A study of nearly half a million adults suggests too little or too much sleep could be associated with poorer cognitive performance and mental health.

Some people find it harder to sleep as they grow older (56401257)
Some people find it harder to sleep as they grow older (56401257)

The researchers at the University of Cambridge and Fudan University, in China, say having a consistent seven hours’ sleep each night, without too much fluctuation in duration, was also found to be important to cognitive performance and good mental health and wellbeing.

Sleep is also known to keep the brain healthy by removing waste products.

But as we age, we often find our sleep patterns altering, with some people having difficulty falling asleep or staying asleep, meaning the quantity and quality of sleep may decline.

Such sleep disturbances could contribute to cognitive decline and psychiatric disorders in the ageing population.

Prof Barbara Sahakian, from the Department of Psychiatry at the University of Cambridge, one of the authors of the study published in Nature Aging, said: “Getting a good night’s sleep is important at all stages of life, but particularly as we age.

“Finding ways to improve sleep for older people could be crucial to helping them maintain good mental health and wellbeing and avoiding cognitive decline, particularly for patients with psychiatric disorders and dementias.”

The researchers analysed data from nearly 500,000 adults aged 38 to 73 from the UK Biobank. They were asked about their sleeping patterns, mental health and wellbeing, and took part in a series of cognitive tests.

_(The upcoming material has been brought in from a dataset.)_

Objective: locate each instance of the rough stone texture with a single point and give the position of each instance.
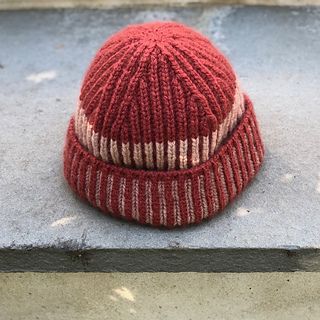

There was also brain imaging and genetic data for almost 40,000 of the study participants.

Both insufficient and excessive sleep duration were found to be associated with impaired cognitive performance, such as processing speed, visual attention, memory and problem-solving skills.

Seven hours is the optimal amount of sleep as we reach middle and older age, Cambridge scientists have declared (56401259)
Seven hours is the optimal amount of sleep as we reach middle and older age, Cambridge scientists have declared (56401259)

The researchers concluded that seven hours of sleep per night was the optimal amount for cognitive performance, but also for good mental health. People who reported sleeping for longer or shorter durations reported more symptoms of anxiety and depression.

The scientists believe a possible reason for the association between insufficient sleep and cognitive decline is the disruption of slow-wave or ‘deep’ sleep.

This has been shown to impact memory consolidation and be associated with the build-up of amyloid. When this critical protein misfolds, it can cause ‘tangles’ in the brain characteristic of some forms of dementia.

A lack of sleep may hamper the brain’s ability to rid itself of toxins.

The study also found a link between the amount of sleep and differences in the structure of brain regions involved in cognitive processing and memory. Again, there were greater changes associated with those who typically had more or less than seven hours of sleep.

Prof Jianfeng Feng, from Fudan University in China, said: “While we can’t say conclusively that too little or too much sleep causes cognitive problems, our analysis looking at individuals over a longer period of time appears to support this idea. But the reasons why older people have poorer sleep appear to be complex, influenced by a combination of our genetic make-up and the structure of our brains.”

The scientists conclude that Insufficient or excessive sleep duration may be a risk factor for cognitive decline in ageing.

This is supported by previous studies that have reported a link between sleep duration and the risk of developing Alzheimer’s disease and dementia, in which cognitive decline is a hallmark symptom. Previous studies have also shown that interrupted sleep patterns are associated with increased inflammation, suggesting increased susceptibility to age-related diseases in older people.

The research was supported by the National Key R&D Program of China, the Shanghai Municipal Science and Technology Major Project, the Shanghai Center for Brain Science and Brain-Inspired Technology, the 111 Project, the National Natural Sciences Foundation of China and the Shanghai Rising Star Program.